Probabilistic and deterministic series

In Darts, probabilistic forecasts are represented by drawing Monte Carlo samples from the underlying probabilistic models. This representation allows TimeSeries to represent arbitrary joint distributions (over time and components) without relying on any pre-defined parametric form. Based on this, we define two types of time series:

  • A Probabilistic (or stochastic) series contains multiple samples.

  • A deterministic series contains only one sample.

Creating TimeSeries

TimeSeries objects can be created using factory methods, for example:

  • TimeSeries.from_dataframe() can create TimeSeries from a Pandas Dataframe having one or several columns representing values (columns correspond to components, and several columns would correspond to a multivariate series).

  • TimeSeries.from_values() can create TimeSeries from a 1-D, 2-D or 3-D NumPy array. It will generate an integer-based time index (of type pandas.RangeIndex). 1-D corresponds to univariate deterministic series, 2-D to multivariate deterministic series, and 3-D to multivariate stochastic series.

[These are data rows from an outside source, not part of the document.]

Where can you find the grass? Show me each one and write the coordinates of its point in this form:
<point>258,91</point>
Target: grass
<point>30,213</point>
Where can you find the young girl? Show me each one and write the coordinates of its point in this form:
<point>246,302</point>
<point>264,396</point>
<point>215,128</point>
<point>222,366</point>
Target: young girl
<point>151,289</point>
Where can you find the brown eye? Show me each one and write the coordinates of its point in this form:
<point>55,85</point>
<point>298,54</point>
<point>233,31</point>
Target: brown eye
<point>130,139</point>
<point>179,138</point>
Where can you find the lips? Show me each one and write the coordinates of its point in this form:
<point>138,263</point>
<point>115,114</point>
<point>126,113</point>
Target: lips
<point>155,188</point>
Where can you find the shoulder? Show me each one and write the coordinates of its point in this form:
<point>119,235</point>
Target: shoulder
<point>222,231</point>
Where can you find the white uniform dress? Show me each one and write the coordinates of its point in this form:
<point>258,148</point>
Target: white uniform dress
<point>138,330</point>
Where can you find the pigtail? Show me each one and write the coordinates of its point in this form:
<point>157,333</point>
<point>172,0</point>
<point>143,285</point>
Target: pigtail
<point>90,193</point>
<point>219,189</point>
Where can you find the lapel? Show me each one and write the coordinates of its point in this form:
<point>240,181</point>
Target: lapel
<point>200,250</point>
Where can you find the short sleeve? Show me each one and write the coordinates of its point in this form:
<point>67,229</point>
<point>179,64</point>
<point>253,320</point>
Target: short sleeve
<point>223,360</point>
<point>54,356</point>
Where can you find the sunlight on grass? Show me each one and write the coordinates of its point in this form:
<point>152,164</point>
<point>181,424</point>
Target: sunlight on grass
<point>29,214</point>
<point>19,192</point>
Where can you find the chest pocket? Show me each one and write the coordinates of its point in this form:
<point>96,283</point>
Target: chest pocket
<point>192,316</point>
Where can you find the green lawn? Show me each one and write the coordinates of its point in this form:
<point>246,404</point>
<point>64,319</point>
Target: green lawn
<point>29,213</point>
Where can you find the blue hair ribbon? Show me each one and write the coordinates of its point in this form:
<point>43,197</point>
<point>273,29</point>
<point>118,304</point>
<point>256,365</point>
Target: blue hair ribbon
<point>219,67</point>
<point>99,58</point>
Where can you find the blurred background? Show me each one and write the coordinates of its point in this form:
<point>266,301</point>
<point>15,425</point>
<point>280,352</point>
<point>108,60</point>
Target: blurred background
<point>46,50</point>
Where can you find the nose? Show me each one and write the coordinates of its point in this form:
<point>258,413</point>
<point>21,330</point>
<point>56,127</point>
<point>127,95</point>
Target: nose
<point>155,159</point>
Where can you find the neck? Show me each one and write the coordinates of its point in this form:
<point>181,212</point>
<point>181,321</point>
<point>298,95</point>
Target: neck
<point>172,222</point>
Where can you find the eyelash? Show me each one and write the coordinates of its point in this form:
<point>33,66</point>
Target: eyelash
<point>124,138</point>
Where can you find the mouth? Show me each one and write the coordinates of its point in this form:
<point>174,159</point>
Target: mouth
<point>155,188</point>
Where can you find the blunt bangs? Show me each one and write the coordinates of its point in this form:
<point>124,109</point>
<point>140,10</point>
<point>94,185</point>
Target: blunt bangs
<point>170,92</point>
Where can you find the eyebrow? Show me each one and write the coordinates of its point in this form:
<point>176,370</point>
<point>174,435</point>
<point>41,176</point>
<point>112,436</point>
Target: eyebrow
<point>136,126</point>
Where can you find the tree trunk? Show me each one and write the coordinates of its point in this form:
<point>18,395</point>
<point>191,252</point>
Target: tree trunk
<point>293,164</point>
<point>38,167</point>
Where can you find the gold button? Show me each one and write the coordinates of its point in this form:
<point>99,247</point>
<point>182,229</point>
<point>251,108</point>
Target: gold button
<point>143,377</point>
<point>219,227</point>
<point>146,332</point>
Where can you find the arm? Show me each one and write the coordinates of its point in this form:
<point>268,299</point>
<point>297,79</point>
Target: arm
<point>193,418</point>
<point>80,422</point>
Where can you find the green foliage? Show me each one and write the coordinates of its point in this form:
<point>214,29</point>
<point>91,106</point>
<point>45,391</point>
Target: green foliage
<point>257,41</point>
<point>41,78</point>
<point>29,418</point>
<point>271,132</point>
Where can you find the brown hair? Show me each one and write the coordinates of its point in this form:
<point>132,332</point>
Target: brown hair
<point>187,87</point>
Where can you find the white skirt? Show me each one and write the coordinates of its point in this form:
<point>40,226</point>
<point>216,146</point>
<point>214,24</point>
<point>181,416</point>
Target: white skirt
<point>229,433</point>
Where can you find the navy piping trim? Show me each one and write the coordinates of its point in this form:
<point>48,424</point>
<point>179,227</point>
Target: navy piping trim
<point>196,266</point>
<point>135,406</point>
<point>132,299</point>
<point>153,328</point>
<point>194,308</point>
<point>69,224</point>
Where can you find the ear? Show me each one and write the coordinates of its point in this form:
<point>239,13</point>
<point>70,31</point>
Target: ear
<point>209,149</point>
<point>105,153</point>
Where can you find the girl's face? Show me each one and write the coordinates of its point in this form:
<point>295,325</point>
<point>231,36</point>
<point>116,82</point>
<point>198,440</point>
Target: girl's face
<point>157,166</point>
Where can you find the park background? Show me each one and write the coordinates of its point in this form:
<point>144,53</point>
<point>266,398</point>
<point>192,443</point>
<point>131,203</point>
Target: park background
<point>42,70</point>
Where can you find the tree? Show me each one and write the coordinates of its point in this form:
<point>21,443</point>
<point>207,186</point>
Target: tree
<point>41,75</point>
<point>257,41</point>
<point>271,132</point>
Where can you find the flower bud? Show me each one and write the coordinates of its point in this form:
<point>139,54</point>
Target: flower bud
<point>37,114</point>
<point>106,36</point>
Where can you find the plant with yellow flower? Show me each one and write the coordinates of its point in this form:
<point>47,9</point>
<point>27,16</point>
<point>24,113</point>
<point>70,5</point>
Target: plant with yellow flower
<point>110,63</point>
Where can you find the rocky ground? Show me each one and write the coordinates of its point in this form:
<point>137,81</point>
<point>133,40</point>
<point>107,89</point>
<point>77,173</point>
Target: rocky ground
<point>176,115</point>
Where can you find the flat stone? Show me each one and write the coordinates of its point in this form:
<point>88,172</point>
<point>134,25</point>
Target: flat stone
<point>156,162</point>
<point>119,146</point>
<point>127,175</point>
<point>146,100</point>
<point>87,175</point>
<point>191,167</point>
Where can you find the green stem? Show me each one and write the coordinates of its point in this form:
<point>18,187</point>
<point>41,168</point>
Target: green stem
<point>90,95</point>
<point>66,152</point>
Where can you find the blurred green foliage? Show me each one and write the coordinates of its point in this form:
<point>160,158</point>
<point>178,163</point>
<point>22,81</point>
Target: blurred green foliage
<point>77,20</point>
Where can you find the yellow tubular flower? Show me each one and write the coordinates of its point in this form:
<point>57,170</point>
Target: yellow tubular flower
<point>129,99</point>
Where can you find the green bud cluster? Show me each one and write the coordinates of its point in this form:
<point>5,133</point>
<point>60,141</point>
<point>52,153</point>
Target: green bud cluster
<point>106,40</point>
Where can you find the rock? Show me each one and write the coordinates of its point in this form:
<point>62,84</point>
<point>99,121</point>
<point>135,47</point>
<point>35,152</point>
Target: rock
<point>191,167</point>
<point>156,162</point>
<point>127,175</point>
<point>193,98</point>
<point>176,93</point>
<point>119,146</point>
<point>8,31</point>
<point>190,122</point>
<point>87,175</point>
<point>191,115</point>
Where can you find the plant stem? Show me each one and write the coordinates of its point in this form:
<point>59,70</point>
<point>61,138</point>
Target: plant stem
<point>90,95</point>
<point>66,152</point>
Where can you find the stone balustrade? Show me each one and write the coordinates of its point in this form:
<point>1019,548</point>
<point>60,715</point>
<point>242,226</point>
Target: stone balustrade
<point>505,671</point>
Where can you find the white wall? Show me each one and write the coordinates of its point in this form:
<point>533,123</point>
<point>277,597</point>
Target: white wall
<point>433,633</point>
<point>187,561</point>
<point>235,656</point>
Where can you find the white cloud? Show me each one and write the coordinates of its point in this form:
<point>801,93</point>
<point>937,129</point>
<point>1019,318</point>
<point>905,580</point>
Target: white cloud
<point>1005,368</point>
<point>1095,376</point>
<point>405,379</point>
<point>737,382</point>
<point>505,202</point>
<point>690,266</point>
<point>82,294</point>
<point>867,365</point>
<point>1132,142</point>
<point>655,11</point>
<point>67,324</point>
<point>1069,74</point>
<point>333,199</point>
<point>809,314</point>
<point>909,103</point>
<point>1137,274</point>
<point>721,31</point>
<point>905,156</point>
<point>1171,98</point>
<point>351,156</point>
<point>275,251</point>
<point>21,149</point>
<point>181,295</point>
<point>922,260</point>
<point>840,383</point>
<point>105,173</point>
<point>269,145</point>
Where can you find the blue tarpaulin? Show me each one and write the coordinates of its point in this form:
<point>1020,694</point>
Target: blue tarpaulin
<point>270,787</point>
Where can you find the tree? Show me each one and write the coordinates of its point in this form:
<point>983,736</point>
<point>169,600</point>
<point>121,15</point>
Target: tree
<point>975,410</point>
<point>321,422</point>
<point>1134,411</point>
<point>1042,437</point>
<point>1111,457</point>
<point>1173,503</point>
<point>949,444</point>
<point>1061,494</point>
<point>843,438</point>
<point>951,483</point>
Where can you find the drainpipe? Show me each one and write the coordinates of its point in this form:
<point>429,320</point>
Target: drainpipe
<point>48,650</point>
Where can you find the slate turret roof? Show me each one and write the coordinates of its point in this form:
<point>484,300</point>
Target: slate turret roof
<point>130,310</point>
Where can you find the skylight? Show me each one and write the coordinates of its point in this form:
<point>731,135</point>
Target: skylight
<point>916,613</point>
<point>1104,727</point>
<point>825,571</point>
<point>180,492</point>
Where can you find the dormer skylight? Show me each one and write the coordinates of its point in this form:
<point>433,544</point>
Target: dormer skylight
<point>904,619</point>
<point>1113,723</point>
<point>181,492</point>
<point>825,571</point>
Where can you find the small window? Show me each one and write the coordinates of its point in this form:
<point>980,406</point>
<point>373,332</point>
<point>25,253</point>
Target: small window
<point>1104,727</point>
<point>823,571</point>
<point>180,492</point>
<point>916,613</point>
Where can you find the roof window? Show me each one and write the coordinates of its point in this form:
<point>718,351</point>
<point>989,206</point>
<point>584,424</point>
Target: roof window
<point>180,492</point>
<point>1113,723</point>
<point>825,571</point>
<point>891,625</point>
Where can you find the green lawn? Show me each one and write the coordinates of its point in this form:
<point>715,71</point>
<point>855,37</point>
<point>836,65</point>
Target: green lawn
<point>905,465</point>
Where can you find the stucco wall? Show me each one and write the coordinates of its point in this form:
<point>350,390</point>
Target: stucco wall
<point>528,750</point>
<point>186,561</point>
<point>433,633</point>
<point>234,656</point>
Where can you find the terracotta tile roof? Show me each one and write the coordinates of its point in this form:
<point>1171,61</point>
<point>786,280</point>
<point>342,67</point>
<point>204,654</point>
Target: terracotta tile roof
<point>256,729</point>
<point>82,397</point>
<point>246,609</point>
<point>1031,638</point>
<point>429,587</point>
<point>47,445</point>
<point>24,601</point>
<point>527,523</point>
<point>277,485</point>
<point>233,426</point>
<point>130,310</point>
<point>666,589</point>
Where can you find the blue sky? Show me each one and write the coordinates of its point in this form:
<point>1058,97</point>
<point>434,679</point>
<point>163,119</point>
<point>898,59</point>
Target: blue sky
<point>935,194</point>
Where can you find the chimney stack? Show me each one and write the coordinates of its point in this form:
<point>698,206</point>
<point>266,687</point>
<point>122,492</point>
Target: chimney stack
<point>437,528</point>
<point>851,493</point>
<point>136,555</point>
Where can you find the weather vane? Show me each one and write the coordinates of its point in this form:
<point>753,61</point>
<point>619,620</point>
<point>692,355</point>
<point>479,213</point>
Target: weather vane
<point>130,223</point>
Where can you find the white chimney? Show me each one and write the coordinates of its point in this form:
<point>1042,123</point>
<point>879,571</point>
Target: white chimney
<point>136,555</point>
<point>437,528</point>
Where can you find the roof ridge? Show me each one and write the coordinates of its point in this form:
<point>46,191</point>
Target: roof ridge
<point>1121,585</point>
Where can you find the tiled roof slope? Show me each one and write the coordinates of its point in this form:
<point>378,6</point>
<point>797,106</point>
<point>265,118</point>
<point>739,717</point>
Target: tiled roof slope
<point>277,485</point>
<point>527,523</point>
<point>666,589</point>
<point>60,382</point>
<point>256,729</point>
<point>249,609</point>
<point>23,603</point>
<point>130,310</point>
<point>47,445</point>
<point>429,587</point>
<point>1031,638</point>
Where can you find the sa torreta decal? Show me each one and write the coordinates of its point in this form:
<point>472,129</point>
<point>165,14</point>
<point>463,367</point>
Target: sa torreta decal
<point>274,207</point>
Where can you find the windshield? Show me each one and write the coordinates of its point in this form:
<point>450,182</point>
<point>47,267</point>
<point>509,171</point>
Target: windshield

  • TimeSeries.from_times_and_values() is similar to TimeSeries.from_values() but also accepts a time index.

More methods are documented in the TimeSeries API documentation.

Furthermore, it is possible to concatenate series along different axes using the function concatenate(). axis=0 corresponds to time, axis=1 corresponds to component and axis=2 correspond to stochastic sample dimensions. For instance:

from dart import concatenate

my_multivariate_series = concatenate([series1, series2, ...], axis=1)

produces a multivariate series from some series that share the same time axis.


Behind the scenes, TimeSeries is wrapping around a 3-dimensional xarray.DataArray object. The dimensions are (time, component, sample), where the size of the component dimension is larger than 1 for multivariate series and the size of the sample dimension is larger than 1 for stochastic series. The DataArray is itself backed by a 3-dimensional NumPy array, and it has a time index (either pandas.DatetimeIndex or pandas.RangeIndex) on the time dimension and another pandas.Index on the component (or “columns”) dimension. TimeSeries is intended to be immutable and most operations return new TimeSeries objects.

Exporting data from a TimeSeries

TimeSeries objects offer a few ways to export the data, for example:

Static Covariates

Optionally, TimeSeries objects can contain static data (referred to as static covariates), which can be exploited by some models. Example of static covariates can be:

  • Store location - for instance for each store (component) in a multivariate series

  • Product ID

  • Sensor type

The static covariates have to be specified by a pandas DataFrame whose rows match the TimeSeries‘s components, and whose columns represent the dimensions of the static covariates. They can be added to a TimeSeries when using most factory methods, using the static_covariates parameter. They can also be added to an existing TimeSeries using the with_static_covariates() method.

Hierarchical Time Series

Optionally, TimeSeries objects can contain a hierarchy, which specifies how its different components are grouped together. The hierarchy itself is specified as a Python dictionary, mapping the components’ names to a list of names of their parent(s) in the hierarchy.

For instance, the following hierarchy means that the two components "a" and "b" add up to "total":

hierarchy = {"a": ["total"], "b", ["total"]}

Hierarchies can be used for posthoc forecast reconciliation. Darts offers several reconciliation transformers (usable with fit()/transform()) - see the corresponding API documentation.

More information and documentation

The full list of attributes and methods of the TimeSeries class is listed in the API Documentation. In addition, the Quickstart contains some examples of TimeSeries manipulation.